/Movies-ETL

ETL - Extract, Transform, Load

Primary LanguageJupyter Notebook

Movies-ETL

Project Overview

Amazing Prime is a company that wants to host a Hackaton where the participants will try to predict which movies will become popular. To achieve this, data about movies needs to be collected and cleaned, which will be done by utilizaing the ETL(Extract, Transform and Load) process.

Solution Design

The project solution will involve ETL process to create an automated pipeline that gathers movie data from different sources such as CSV and JSON files, performs the appropriate transformation such as reading data into Pandas DataFrames, removing null values and dropping nonrelevant information, and finally loading data into its final destination with Python's Pandas library and applying to_sql paired with sqlAlchemy method.

Extract

The first step of ETL process is extraction. Using a Wikipedia JSON file that was provided by Amazing Prime, which contains information about movies, budgets, box office returns, among others. In addition to Wikipedia's JSON file, more data was extracted from kaggle.com, which is a source that it pulls its dataset from the MoviesLens dataset, which has more than 20 million reviews and contains details about the movies on a metadata file.
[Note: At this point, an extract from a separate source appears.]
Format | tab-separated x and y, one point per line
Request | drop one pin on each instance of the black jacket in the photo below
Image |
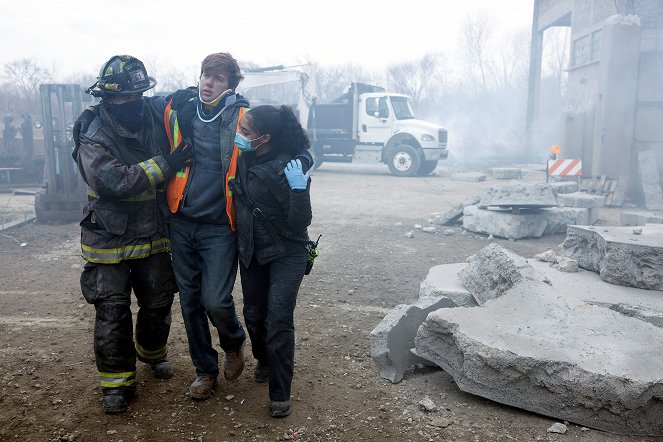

After downloading the data from kaggle, only the files movies_metadata.csv and ratings.csv were kept since those are the ones to contain the data needed for this project.

Wikipedia Movies

  • Extracting the data from wikipedia-movies.json and reading it into a Pandas DataFrame called wiki_movies_raw_df, the data starts with 193 columns.

wiki_movies_before_ETL

Kaggle Metadata

  • Inspecting the movies_metadata.csv extracted from kaggle.

kaggle_metadata_before

Kaggle Ratings

  • Inspecting the ratings.csv extracted from kaggle.

ratings_before

Transform

  • Data was inspected several times throughout the process.
  • List comprehensions were used to filter out TV shows
  • Alternative titles were handled by combining them into one list, inside a function called clean_movie
  • Columns with the same data information were merged
  • After counting the number of columns that had null values, it was seen that almost all columns had at least a few null values, so it was decided to keep columns that had less than 90% of null values.
  • After that the values were parsed and cleaned by applying Regular expressions(regex).
  • At this point there were two data_frames with information about movies, which had to be unified into one.
  • After analyzing both DataFrames, wiki_movies_df and kaggle_metadata, it was decided that the kaggle_metadata would be kept since its data was more consistent with less null values and the DataFrames would be merged on a way the empty values on the kaggle_metadata would be filled with data from wiki_movies_df.
  • Using the ratings.csv file, the DataFrame ratings_df was created by using the Python's groupby function on the columns "movie_Id" and "ratings".
  • Lastly, ratings_df was merged with movies_df creating a new one called movies_with_ratings_df.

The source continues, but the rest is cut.